Y para quien diga que los niños con rasgos autistas no tienen sentimientos, no son capaces de entender el mundo o de querer a los demás, aquí les dejo este gran regalo, para que sean conscientes que simplemente ven el mundo de una manera diferente; quizás lo vean del revés, pero nadie dice que del derecho sea la mejor manera de verlo.

 

Buenos días a todos, hola Sandra y Abel.

Mira Sandra,¿sabes qué?, cuando yo sea mayor y un día vea las fotos de cuando yo iba al colegio y empiece a recordar y mis papás me digan, ¿mira Martín cuando ibas a infantil con 3 años y cuatro años, te acuerdas de tu seño?

¿Qué crees que contestaré Sandra? Ya sabes que tengo mucha memoria; ¡¡les diré pues claro que me acuerdo!!, como voy a olvidar si….

Me consolaba cuando lloraba y me abrazaba, me explicaba cuando no entendía, me guió cuando estaba desorientado y me enseñó a sonreír, a divertirme, a disfrazarme. Me hizo sentir uno más. Y además se ganó nuestra confianza y se hizo de querer.

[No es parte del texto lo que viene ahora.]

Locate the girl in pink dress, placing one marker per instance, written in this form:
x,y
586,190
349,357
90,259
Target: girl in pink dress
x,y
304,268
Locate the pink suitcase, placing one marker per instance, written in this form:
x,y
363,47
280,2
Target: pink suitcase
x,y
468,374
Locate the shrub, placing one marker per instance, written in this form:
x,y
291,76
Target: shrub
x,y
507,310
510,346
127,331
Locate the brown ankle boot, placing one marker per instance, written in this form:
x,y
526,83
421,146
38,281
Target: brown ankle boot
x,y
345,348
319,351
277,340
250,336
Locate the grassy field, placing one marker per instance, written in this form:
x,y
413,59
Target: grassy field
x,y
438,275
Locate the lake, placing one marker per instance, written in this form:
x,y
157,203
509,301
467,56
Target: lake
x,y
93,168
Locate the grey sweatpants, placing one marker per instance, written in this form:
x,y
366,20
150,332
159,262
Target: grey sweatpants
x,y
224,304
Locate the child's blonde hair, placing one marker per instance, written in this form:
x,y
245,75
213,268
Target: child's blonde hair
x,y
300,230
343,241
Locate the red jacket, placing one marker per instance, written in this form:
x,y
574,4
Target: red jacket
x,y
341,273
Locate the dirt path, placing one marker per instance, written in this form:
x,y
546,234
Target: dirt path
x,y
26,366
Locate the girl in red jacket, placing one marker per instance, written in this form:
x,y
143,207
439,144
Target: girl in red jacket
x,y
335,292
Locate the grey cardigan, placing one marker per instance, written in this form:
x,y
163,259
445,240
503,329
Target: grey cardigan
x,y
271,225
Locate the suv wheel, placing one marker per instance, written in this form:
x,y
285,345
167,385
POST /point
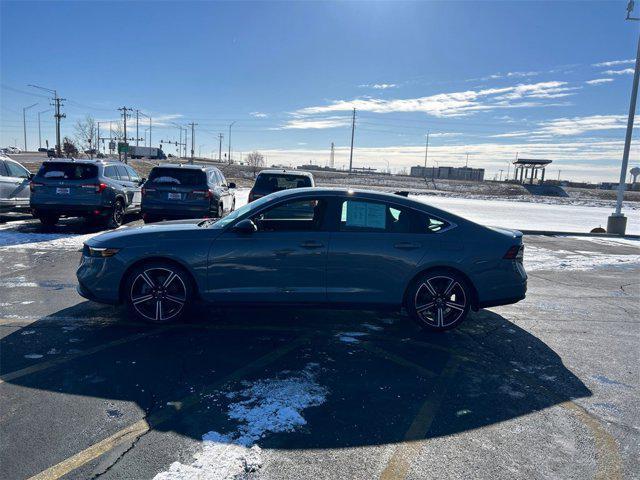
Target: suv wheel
x,y
48,219
439,300
116,217
158,292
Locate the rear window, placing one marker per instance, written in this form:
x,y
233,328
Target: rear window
x,y
274,182
67,171
177,176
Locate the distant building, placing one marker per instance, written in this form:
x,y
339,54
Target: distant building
x,y
449,173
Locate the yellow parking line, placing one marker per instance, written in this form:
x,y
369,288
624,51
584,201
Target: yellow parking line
x,y
134,431
398,465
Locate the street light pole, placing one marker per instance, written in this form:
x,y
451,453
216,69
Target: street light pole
x,y
617,222
24,123
230,125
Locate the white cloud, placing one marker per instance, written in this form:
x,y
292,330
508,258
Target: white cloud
x,y
315,123
569,126
455,103
613,63
598,81
626,71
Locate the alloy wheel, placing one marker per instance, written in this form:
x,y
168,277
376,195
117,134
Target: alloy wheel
x,y
440,301
158,294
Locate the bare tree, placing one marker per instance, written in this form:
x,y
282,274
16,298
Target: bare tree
x,y
255,160
86,133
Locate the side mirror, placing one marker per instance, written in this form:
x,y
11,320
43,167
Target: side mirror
x,y
245,226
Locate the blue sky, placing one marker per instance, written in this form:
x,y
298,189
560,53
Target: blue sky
x,y
541,79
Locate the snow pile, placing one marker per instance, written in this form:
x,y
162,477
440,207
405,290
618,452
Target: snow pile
x,y
45,241
265,406
537,258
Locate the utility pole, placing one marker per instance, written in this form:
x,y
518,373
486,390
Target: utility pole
x,y
39,130
126,143
332,157
24,123
353,129
220,137
58,116
193,138
230,125
617,222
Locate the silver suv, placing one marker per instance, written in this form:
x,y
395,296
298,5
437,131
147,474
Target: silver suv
x,y
14,186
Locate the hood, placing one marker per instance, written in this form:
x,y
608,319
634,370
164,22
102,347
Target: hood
x,y
145,233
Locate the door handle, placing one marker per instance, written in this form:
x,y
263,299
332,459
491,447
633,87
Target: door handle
x,y
407,245
311,244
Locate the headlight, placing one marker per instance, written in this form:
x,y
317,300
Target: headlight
x,y
99,252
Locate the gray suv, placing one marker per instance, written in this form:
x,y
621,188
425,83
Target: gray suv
x,y
102,191
176,191
14,186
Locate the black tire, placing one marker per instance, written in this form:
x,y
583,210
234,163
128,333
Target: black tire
x,y
439,300
48,220
116,215
158,292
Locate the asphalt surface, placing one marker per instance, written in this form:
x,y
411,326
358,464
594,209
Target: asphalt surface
x,y
546,388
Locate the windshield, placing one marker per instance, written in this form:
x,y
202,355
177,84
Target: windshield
x,y
177,176
223,222
67,171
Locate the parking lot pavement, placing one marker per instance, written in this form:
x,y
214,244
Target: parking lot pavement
x,y
544,388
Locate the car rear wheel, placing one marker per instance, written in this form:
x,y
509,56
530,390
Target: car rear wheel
x,y
116,216
439,300
158,292
48,220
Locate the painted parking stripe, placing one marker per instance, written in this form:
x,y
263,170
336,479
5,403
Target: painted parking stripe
x,y
132,432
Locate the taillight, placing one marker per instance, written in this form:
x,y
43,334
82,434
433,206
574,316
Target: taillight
x,y
97,187
203,193
516,252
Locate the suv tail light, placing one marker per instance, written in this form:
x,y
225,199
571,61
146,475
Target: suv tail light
x,y
203,193
98,187
516,252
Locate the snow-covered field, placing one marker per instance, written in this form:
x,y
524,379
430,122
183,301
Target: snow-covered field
x,y
531,216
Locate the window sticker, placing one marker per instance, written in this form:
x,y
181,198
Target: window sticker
x,y
366,215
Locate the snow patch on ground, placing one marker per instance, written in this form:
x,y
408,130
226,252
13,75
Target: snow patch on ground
x,y
265,406
538,258
350,337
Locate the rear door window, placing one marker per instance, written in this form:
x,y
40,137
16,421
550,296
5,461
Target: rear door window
x,y
177,177
273,182
68,171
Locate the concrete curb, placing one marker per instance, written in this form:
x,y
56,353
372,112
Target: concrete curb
x,y
578,234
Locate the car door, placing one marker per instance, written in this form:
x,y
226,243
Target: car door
x,y
374,251
18,178
283,261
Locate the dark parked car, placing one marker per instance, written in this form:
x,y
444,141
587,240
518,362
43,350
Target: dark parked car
x,y
176,191
269,181
101,191
311,246
14,186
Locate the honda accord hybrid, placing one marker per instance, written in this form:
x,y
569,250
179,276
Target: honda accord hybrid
x,y
310,246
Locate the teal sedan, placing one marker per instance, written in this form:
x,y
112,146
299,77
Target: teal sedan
x,y
310,246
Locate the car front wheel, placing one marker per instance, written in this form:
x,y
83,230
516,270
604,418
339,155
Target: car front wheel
x,y
158,292
439,300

Abel cuídala mucho como ella me cuido a mí, dale la mano y no la dejes caer. Abrázala cuando llore y ríete con ella, la vida es una fiesta de sonrisas y lágrimas y son esos pequeños y grandes momentos los que no se olviden. Sandra come muchos rabos de pasa y no me olvides por que ya sabes que yo nunca te olvidaré.

Te quiero guapa.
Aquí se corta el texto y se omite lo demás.